As part of an ongoing research project into the microbial life of the ISS, astronauts onboard in 2015 and 2016 swabbed down various parts of the station and sent home the wipes they used. Over the next couple of years down here on Earth, a team of researchers headquartered at the Jet Propulsion Laboratory’s Biotechnology and Planetary Protection Group isolated the microbes and sequenced their genes. One species, found on a HEPA filter in the station’s life-support system, was a garden-variety (literally!) Methylobacterium rhodesianum. But three samples—from a surface near the materials research rack, a wall near the “cupola” of windows, and the astronauts’ dining table—were something new. The researchers running the project named it M. ajmalii.

It wasn’t even the first time these researchers found a new bacterium in space. They’d already found a whole other unknown bacterium in that set of ISS samples—they published a paper on that in 2017. There’s a chance that these bugs are in some sense aliens, that they evolved on the station. But it’s a thin one. Odds are they hitched a ride on cargo, or on astronauts, and the microbe hunters only noticed them because they went looking. “There are chances of evolution in space, no doubt, but the space station is so young. It’s only 20 years old. Bacteria might not have evolved in that span of time,” says Kasthuri Venkateswaran, the JPL microbiologist running the project.

What’s more interesting, maybe, is figuring out which bacteria are zeroes on Earth but heroes in the rarified, closed-loop environment of a spaceship. That’s why studying the International Space Station’s microbiome—the bacteria, fungi, and viruses that thrive on board—might be critical to the safety of missions to Mars, or permanent bases on other worlds. As on Earth, human health in space will depend in part on a healthy microbiome and a good relationship with the microbiome of the vessel or shelter. “We’re able to say that novel species carried by the crew might have some characteristics to withstand the conditions there,” Venkateswaran says. “The rest might have died. These are the things that survive.”

Space is really quite unpleasant. Outside a vessel or vacuum suit, it’d be a race to see if you died first from suffocation or freeze-drying. (The high levels of hard radiation are more of a long-term deal breaker.)

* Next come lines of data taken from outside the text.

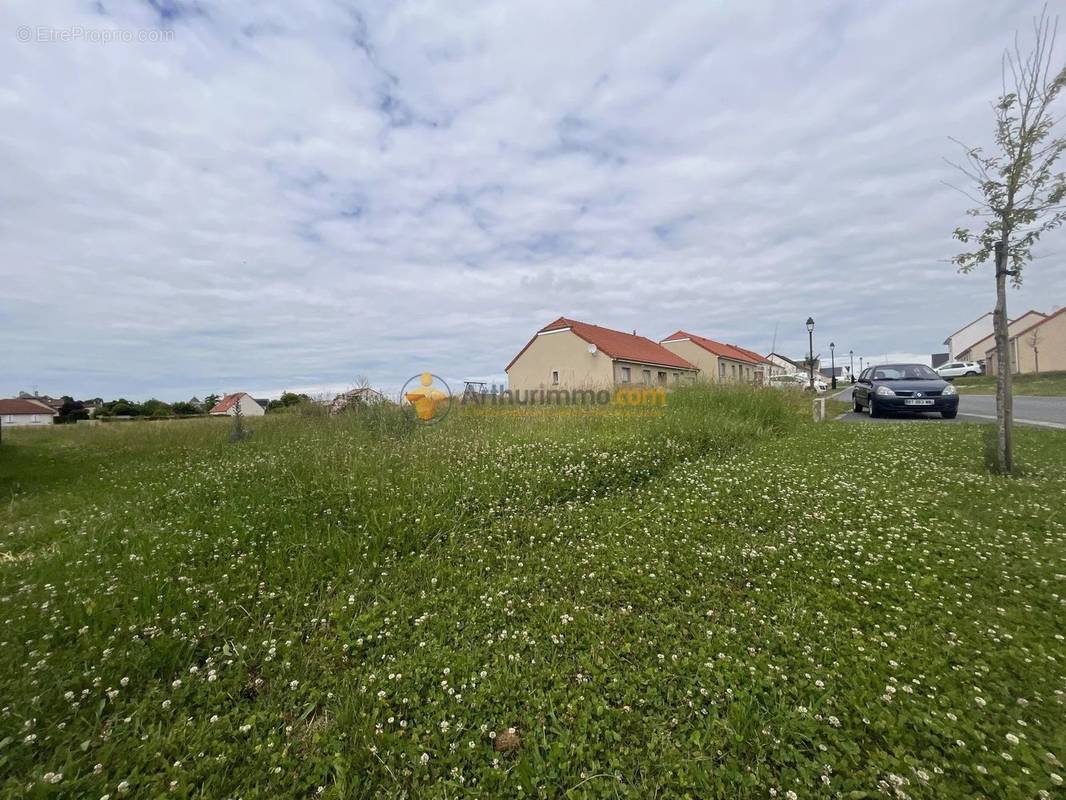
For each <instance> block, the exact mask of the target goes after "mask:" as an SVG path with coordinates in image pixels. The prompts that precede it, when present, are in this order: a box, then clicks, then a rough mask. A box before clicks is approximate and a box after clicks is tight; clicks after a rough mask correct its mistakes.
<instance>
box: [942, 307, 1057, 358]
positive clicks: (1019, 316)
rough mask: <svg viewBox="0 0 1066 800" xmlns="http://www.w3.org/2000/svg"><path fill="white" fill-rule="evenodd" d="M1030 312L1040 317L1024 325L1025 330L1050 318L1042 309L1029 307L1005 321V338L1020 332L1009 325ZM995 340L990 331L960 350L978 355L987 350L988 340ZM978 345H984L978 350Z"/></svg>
mask: <svg viewBox="0 0 1066 800" xmlns="http://www.w3.org/2000/svg"><path fill="white" fill-rule="evenodd" d="M1031 314H1035V315H1036V316H1037V317H1039V318H1040V319H1038V320H1036V322H1034V323H1033V324H1032V325H1029V326H1027V327H1025V330H1027V331H1028V330H1029V329H1030V327H1034V326H1036V325H1038V324H1040V323H1041V322H1045V321H1047V320H1048V319H1050V317H1048V315H1046V314H1044V313H1043V311H1038V310H1036V309H1035V308H1030V309H1029V310H1028V311H1025V313H1024V314H1019V315H1018V316H1017V317H1015V318H1014V319H1012V320H1007V323H1006V336H1007V339H1013V338H1014V337H1015V336H1018V335H1019V334H1020V333H1021V332H1020V331H1019V332H1017V333H1016V332H1014V331H1012V330H1011V325H1013V324H1015V323H1016V322H1020V321H1021V320H1023V319H1025V317H1028V316H1029V315H1031ZM1051 316H1052V317H1053V316H1054V315H1051ZM995 341H996V334H995V333H990V334H988V335H987V336H985V337H984V338H983V339H978V340H976V341H975V342H973V343H972V345H970V347H968V348H964V349H963V351H962V352H963V353H970V355H980V354H982V353H987V352H988V345H989V343H990V342H995ZM979 345H984V346H985V347H984V348H982V349H980V350H979V349H978V346H979Z"/></svg>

So the insides of those vessels and suits have to be closed systems. The only things that come and go are cargo and astronauts. But wherever people go, they bring their ride-along microbes with them—in their guts, on their skin, in their noses and mouths. That’s true in your house, and it’s true on the ISS. But the ISS is not like your house, and not just because it recycles air and water and you can’t open the windows. The air on the ISS is drier, with higher levels of carbon dioxide. Radiation levels are higher. There’s no gravity to speak of. (“We’re used to certain kinds of microbes staying on the floor, but they don’t stay on the floor if there is no floor,” says John Rummel, a former NASA Planetary Protection Officer, responsible for keeping aliens off of Earth and Earth life off of other places.) It smells not-so-fresh inside the ISS, and because it’s full of nooks and crannies that water droplets can float into and then adhere to, thanks to surface tension, it has lots of places where microbes can hang out.